La traçabilité bidon des diplômés

Fièrement, les universités françaises revendiquent désormais leurs performances. Non pas tant les performances dont se targuent les universités anglaises, suisses, canadiennes ou américaines et qui se nomment quantité et qualité des publications que signent leurs équipes d’enseignants-chercheurs, les financements de recherche collectés sur une base compétitive, l’attractivité de leurs facultés capables d’aimanter des étudiants venus non du coin de la rue mais du monde entier ou encore la faible évaporation des étudiants inscrits en cours d’études et qui, faute de motivation ou de ressources financières, décrochent.

Beaucoup d’universités françaises ont fait savoir qu’elles voulaient être jaugées à l’aune d’un autre critère: l’insertion professionnelle de leurs diplômés. Communiquer sur le fait que ces derniers trouvent un emploi dans la continuité des études et quelques mois à peine après leur sortie de l’établissement, est en effet un argument qui porte. Quel candidat aux études supérieures peut se déclarer indifférent à cette information ? 

 Ainsi comprend-on le soin avec lequel, sur ce registre, les établissements supérieurs français peaufinent leur communication. Faute d’exceller sur les critères que revendiquent les prestigieuses universités étrangères, leurs consoeurs françaises ont  donc trouvé la parade : on substituera aux chercheurs médiocres et maladroits lors des razzias dans les fonds de recherche attribués sur une base compétitive, une information s’adressant aux candidats aux études supérieures. Ces cohortes sont en effet parfois hésitantes quant aux choix qu’il leur est proposé: université ? Classes préparatoires aux grandes écoles ? Expatriation ? De fait,  à lire les statistiques sur l’insertion professionnelle des diplômés universitaires, les universités françaises ont de bonne raison de s’enorgueillir. Globalement, deux ans après leur master, tous leurs diplômés sont au boulot.

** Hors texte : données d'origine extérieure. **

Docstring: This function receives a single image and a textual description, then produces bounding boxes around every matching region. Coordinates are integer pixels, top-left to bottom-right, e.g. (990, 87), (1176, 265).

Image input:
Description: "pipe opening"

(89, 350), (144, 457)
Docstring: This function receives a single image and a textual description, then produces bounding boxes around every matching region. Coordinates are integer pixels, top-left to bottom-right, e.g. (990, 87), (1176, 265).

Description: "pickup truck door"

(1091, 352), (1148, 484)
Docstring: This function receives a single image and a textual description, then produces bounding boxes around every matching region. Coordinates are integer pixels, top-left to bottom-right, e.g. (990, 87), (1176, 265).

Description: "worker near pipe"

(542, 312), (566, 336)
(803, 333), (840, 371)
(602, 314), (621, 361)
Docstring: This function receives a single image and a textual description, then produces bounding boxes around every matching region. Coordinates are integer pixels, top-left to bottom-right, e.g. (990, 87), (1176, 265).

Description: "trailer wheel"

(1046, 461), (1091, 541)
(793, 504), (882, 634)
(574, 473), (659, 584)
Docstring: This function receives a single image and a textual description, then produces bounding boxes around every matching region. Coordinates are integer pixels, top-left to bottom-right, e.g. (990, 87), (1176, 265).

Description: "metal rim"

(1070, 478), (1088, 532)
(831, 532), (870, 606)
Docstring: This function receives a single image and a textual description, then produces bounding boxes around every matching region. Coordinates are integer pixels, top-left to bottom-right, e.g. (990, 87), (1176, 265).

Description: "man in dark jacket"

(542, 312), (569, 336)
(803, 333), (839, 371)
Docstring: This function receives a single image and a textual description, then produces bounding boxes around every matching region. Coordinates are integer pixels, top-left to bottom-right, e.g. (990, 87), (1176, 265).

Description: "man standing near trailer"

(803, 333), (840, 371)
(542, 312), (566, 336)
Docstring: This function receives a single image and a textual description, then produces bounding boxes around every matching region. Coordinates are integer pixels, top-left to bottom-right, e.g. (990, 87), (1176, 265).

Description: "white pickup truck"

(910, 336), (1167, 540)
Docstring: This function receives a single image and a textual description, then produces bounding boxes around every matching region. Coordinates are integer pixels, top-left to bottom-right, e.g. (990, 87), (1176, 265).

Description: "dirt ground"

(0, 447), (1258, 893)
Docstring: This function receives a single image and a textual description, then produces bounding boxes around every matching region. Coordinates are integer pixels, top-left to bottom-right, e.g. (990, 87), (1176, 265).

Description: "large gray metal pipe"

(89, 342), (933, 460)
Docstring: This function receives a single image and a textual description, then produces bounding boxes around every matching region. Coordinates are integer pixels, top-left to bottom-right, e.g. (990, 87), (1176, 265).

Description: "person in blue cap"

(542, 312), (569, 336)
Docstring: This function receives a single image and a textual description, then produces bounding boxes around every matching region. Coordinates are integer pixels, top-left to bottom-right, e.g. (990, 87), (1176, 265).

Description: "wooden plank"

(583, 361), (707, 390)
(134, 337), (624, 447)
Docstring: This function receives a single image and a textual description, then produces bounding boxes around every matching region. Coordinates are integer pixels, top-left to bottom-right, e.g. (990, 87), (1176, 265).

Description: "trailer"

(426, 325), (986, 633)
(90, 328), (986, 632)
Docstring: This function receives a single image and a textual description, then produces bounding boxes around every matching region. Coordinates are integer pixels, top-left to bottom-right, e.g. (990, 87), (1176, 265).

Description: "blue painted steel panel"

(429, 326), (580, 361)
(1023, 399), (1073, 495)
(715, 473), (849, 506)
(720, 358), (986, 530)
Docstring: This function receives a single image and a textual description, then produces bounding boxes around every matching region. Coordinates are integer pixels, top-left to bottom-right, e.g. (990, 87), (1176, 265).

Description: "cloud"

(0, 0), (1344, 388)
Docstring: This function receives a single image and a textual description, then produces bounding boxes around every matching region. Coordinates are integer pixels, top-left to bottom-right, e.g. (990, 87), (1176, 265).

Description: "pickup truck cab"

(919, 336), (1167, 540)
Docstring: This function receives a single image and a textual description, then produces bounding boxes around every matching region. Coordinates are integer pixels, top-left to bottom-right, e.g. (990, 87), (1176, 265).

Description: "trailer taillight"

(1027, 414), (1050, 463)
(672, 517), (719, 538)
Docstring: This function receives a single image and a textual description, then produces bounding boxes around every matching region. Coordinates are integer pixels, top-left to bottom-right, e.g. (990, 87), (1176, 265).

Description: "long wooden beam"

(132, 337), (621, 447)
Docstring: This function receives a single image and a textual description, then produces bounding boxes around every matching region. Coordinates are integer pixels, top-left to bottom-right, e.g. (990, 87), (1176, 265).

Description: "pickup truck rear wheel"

Méfiance… Voyons ça de plus près. Pour savoir ce que sont devenus professionnellement les étudiants un an après avoir obtenu leurs diplômes, il faut pouvoir interroger les intéressés et vérifier leurs dires. En outre, il faut poursuivre cet exercice à intervalles réguliers. Le faire encore non par carottage sur quelques individus sélectionnés au hasard, mais sur l’ensemble de la cohorte passée par l’établissement. Or une telle enquête, pratiquement aucune université française ne peut le faire à ce jour, et ce pour de multiples raisons. Aucune université ne dispose d’un réel service d’alumnis voué au biberonnage des anciens étudiants. Dit autrement, aucune université française ne sait en temps réel où, professionnellement, se trouvent les diplômés qu’elle a formés. Rien à voir avec les « grandes écoles » qui, chaque année, publient un annuaire de leurs « anciens ». Outil qui, pour l’établissement concerné, sert autant de courroie de communication que de support publicitaire. Justement, à parler d’annuaire, combien parmi les 85 universités françaises en publie un ? Dés lors, quelle traçabilité les universités françaises ont-elles sur leurs étudiants ?  Si ici où là un diplôme, voire une faculté peut avoir bricolé un « annuaire des anciens », qu’en est-il de l’immense reste ? Disons-le abruptement : les universités françaises ne savent rien des centaines de milliers d’étudiants passés par leurs amphithéâtres. Sitôt diplômés, ils sortent de l’écran radar et n’y réapparaîtront jamais.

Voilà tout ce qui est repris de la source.